Megapundit Extra: O, treacherous nimbus!

Lawrence Martin on Stéphane Dion, Sept. 12, 2006:

Lawrence Martin on Stéphane Dion, Sept. 12, 2006:

Mr. Dion, a logician, didn’t light up the convention hall with his words. It was his spirit, his demeanour, the sense of honour he embodied that the party admired. He was, in his self-effacing nimbus, as far removed from darkness as RFK was from Richard Nixon.

Is there something in the air, a new awakening in our political culture as 2006 closes?

Much appeared to change during that weekend in Montreal. The old guard was drowned out by quiet noises. Generational change was on the way. A leader with a trace of the mystical, with the potential to change so much, was born.

Bobby, one can imagine, would have approved.

and today:

To dance with the dissenters is probably the only way for the besieged professor to get out from under his nimbus of vulnerability. … To put maximum emphasis on his high-powered team, Mr. Dion should announce in the middle of the campaign his future cabinet – tentative picks of the leading portfolio holders.

If there is one thing Canadians might be attracted to after so many years of one-man bands, it is a big-team approach. We have had what was called the friendly dictatorship of Jean Chrétien, the little bouncer from Shawinigan. In the past two years, there’s been a similar approach minus, until this campaign, the friendly part. …

Mr. Dion should have been showcasing his star players since the day his campaign kicked off.

Martin on Barack Obama, Dec. 27, 2007:

The perception in Canada would instantly change [were he elected]. Disgusted by the Bush-Cheney years, Canadians would have their faith in the U.S. restored by an Obama triumph. His moderate, inclusionary vision is in keeping with our values. His arrival in power would alter the tenor of the relationship, not because of any specific bilateral policy but because of his philosophical breadth. He would make Canadians want a closer relationship with their neighbour instead of fearing one. …

The mind of the exceptional leader is free of ideological chains. It thinks outside the box. Its freedom lures new perspectives. It allows, for example, a Mikhail Gorbachev to look at the irrationality of the Cold War and say, Let’s end it. It would allow a new U.S. president to think beyond the clash of civilizations. …

But what a signal to the world America would send through the very act of electing this man. What a statement of the country’s greatness, its capacity for change, its return to its ideals. Can anyone imagine a Barack Obama approving torture?

Moments like these come along rarely. As in sport, politics delivers up a truly exceptional force only once every generation or two. Now is one of those moments – the best opportunity for a new Camelot era since the arrival of John F. Kennedy.

…and on July 10, 2008:

It wasn’t so long ago that Barack Obama, in Martin Luther King parlance, was talking about the “fierce urgency of now.” And here he is now, moving from inspirational idealist to a middle-of-the-road panderer. On guns, on wiretaps, on election finance, on war, meet the new Senator from Illinois. A peddler of convention. An American conformist.

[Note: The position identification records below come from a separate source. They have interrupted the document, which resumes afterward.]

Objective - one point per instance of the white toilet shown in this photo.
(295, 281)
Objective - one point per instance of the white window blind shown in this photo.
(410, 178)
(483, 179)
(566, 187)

Let no one say that Mr. Martin isn’t a national treasure. (Let no one say it in the comments to this post, for example.) His laments for the sepia-toned days of intelligent, civil politics long past; his pollyanna-ish pleas for intelligent, civil politics in the future; his columns complaining about the media focusing too much on political optics rather than substance, any of which could easily be followed by a column focusing entirely on political optics; his ability to fall head-over-heels in love with the likes of Obama and Dion, only to be jilted yet again by their inevitable, shameless kowtowing to the realities of unintelligent, uncivil politics… there’s just so much earnestness in every piece, so much potential for crushing disappointment. Lock him and Susan Riley in a room for 24 hours, we’re convinced, and they’d emerge with a fully-costed plan to convert Canada and its citizens to pure energy—and they’d be bloody furious if the government didn’t make it happen within a year. And how many writers, we ask you, would use the term “ritualistic cocoon” even once in their careers? Martin recently used it twice in two months! Our minds are often boggled by his arguments, but we always look forward to the next batch.

However, as our friend Edward Michael George illustrates today, there are some among us who don’t appreciate Martin. In fact, George declares himself to have been thoroughly nauseated by Martin’s original hagiography of Dion, and he gesticulates wildly at today’s about-face, in which he’s been reduced from RFK-of-the-north to a “besieged professor” begging for help from those who should rightly have bested him in Montreal nearly two years ago. George suggests Martin “fold his [original] column between two pieces of pumpernickel and see how long he can keep the lot down.”

It’s the sort of thing we might have said ourselves about a lesser columnist, but not about Martin. Tsk tsk, Mr. George.